Given the increase in remote work due to the Coronavirus disease, the Department of Homeland Security Cybersecurity and Infrastructure Security Agency is urging organizations to adopt heightened best practice cybersecurity for enterprise virtual private network (VPN) solutions.
VPNs provide secure remote access to internal networks and are often used to remotely and securely connect to an organization’s network to easily access and electronically share data.
However, a variety of VPN applications have vulnerabilities that could allow a hacker to take control of affected systems. Some patches have been released, but organizations should be sure they’ve updated to the latest system or employed workarounds.
Hackers have been targeting the VPN vulnerabilities in the US and other countries since the initial alert. Those attacks have continued through March, but many organizations have still failed to patch those known vulnerabilities. With the increase in remote work, CISA is also warning organizations that hackers are finding and targeting vulnerable VPN connections with malicious cyberattacks.

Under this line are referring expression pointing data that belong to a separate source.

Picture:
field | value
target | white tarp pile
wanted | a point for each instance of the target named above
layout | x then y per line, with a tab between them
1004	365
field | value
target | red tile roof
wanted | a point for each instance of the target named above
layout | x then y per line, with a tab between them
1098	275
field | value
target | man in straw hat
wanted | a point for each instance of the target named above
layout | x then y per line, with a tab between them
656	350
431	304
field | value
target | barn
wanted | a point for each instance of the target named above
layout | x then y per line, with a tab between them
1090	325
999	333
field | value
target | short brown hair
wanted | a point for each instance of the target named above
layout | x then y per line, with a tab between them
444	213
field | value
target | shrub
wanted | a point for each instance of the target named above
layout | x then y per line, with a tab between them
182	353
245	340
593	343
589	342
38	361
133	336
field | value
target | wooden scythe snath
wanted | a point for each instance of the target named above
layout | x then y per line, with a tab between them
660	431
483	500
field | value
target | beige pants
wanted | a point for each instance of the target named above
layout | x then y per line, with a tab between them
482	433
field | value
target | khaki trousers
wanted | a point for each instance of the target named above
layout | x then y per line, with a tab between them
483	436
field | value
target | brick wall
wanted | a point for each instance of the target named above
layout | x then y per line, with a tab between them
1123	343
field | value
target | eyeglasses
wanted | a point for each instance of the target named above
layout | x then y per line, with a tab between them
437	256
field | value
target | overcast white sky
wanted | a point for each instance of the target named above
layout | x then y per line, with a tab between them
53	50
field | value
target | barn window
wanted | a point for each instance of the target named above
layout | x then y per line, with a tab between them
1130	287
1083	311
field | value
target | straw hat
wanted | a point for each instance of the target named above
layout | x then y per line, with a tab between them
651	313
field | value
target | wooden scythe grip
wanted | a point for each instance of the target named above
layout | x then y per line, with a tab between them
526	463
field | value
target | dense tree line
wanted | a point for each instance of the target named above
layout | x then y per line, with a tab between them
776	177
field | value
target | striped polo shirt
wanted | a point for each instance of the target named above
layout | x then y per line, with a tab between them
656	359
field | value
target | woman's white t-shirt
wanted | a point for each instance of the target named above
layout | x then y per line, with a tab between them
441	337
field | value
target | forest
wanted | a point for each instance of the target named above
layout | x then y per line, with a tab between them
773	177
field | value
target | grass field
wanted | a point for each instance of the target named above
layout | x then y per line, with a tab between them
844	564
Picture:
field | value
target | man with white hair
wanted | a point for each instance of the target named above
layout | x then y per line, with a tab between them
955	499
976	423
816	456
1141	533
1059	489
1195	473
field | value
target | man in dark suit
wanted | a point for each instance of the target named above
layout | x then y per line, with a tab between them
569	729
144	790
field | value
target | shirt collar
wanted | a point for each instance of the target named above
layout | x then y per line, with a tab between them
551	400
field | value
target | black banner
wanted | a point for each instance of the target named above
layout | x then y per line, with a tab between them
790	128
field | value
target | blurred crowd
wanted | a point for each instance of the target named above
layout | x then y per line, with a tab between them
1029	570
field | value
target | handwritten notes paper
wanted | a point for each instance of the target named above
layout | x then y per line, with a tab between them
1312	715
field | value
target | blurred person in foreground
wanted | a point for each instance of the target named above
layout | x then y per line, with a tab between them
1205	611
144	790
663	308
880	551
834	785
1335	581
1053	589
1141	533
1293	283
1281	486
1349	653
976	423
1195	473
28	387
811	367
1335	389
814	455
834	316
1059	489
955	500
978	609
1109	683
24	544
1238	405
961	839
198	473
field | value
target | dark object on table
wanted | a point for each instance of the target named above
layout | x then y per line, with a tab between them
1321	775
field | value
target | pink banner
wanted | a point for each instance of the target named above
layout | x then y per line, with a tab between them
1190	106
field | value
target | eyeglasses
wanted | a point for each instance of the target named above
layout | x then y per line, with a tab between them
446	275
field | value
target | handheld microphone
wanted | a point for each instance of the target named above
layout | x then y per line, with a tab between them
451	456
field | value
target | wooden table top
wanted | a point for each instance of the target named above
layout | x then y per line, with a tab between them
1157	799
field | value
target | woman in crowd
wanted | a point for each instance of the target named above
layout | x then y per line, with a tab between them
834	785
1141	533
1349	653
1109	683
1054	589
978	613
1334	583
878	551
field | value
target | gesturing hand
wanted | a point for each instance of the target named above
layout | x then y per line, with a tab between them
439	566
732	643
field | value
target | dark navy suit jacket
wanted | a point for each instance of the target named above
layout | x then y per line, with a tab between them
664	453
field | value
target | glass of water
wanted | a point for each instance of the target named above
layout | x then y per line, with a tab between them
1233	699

Further, as VPNS are likely always in use, it’s not always possible to keep them updated with the latest security updates.
As a result, cybercriminals will likely increase the rate of phishing emails targeting teleworkers to steal credentials. And those organizations that have not implemented multi-factor authentication (MFA) for remote access will be more susceptible to phishing attacks.

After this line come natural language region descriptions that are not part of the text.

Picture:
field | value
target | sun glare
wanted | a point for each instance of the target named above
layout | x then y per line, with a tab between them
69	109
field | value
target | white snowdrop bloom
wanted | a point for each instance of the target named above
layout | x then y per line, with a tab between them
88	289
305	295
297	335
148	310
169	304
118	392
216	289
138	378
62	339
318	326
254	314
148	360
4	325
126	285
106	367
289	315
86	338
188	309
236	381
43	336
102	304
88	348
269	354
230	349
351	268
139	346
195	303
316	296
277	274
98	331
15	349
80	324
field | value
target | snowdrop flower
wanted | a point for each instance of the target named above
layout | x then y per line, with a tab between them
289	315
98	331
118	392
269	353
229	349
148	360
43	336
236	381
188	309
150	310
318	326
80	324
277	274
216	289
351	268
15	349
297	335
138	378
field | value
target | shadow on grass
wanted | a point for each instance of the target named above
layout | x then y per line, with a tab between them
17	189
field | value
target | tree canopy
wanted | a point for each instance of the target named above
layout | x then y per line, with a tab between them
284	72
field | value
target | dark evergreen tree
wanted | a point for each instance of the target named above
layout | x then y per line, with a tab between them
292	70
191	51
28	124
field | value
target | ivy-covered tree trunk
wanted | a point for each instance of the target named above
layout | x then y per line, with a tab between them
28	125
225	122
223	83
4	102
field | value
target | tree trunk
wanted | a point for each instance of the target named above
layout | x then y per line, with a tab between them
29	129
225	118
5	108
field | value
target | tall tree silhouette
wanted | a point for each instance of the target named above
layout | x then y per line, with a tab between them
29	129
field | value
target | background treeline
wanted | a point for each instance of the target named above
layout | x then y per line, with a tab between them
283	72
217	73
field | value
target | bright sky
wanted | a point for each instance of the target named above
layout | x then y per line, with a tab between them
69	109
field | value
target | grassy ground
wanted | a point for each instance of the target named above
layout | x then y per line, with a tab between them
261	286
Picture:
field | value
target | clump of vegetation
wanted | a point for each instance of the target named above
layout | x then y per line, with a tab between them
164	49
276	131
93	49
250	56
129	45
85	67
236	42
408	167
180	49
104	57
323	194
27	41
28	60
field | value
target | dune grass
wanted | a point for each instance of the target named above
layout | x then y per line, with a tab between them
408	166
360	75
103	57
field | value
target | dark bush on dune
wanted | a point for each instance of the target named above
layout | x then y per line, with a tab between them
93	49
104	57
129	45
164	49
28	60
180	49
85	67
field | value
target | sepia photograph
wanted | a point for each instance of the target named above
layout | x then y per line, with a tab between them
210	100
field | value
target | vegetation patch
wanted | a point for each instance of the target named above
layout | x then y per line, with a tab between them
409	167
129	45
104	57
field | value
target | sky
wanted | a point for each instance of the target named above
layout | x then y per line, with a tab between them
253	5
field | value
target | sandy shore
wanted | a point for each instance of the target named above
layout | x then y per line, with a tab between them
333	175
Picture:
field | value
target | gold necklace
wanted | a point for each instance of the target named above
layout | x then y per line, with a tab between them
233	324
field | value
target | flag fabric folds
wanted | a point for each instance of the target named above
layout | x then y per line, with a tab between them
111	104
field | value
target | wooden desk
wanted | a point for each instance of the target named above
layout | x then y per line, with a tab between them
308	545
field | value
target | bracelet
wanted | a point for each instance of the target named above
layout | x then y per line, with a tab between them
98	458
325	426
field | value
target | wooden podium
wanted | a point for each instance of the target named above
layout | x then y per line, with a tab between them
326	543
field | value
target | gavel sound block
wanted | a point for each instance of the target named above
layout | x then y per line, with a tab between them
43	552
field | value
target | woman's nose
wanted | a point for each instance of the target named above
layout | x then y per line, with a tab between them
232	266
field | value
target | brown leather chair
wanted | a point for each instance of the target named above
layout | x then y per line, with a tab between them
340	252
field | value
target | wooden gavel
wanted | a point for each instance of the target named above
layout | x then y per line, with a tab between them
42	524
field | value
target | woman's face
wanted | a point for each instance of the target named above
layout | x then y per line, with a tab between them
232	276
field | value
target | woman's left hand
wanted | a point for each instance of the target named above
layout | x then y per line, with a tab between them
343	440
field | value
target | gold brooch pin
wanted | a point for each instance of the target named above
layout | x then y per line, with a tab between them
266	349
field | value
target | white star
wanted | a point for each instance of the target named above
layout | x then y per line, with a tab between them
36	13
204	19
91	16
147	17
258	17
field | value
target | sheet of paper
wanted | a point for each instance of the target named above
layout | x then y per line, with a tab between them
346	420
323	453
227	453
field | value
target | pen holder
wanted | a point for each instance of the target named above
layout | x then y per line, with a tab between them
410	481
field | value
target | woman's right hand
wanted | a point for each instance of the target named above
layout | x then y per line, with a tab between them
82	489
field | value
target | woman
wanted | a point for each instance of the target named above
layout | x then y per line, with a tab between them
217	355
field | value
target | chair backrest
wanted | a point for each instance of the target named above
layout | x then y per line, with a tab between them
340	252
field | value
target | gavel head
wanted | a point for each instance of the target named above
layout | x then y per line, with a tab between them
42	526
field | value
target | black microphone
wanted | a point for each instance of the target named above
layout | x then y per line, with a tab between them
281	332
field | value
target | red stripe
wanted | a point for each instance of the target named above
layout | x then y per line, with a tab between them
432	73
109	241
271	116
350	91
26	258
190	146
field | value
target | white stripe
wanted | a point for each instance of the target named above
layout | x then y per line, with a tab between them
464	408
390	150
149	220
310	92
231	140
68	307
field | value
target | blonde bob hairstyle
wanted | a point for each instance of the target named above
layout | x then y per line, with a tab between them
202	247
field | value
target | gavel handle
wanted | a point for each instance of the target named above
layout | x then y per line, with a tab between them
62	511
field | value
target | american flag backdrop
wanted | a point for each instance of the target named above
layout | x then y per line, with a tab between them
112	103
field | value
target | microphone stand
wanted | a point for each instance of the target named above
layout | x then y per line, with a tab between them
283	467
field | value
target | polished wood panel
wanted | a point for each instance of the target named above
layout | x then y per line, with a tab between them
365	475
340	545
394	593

In response, organization should:
- Update VPNs, network devices, and other devices being used in the remote environment
- Employees should be made aware of the heightened risk of phishing attacks during the pandemic
- Lean on NIST guidance to ensure your reducing exposure.
- Implement MFA on all VPN connections
- Use strong passwords
Your IT provider should:
- Be prepared for increased need for cybersecurity
- Increased Log review
- Detection and monitoring
- Employ incident response and recovery
- Perform limit testing on VPN to ensure it can handle increased traffic
- Be prepared to look out for suspicious traffic and investigate those incidents.
- Someone dedicated to monitoring alerts and suspicious activity.
Considering many organizations are asking employees to telecommute, hackers will likely prioritize breaking into VPNs. Patching known bugs is step one (and absolutely critical), but it’s not enough. There are unpatchable weaknesses and non-public issues that hackers can exploit. To secure against these unknowns, companies need to look at the fundamentals.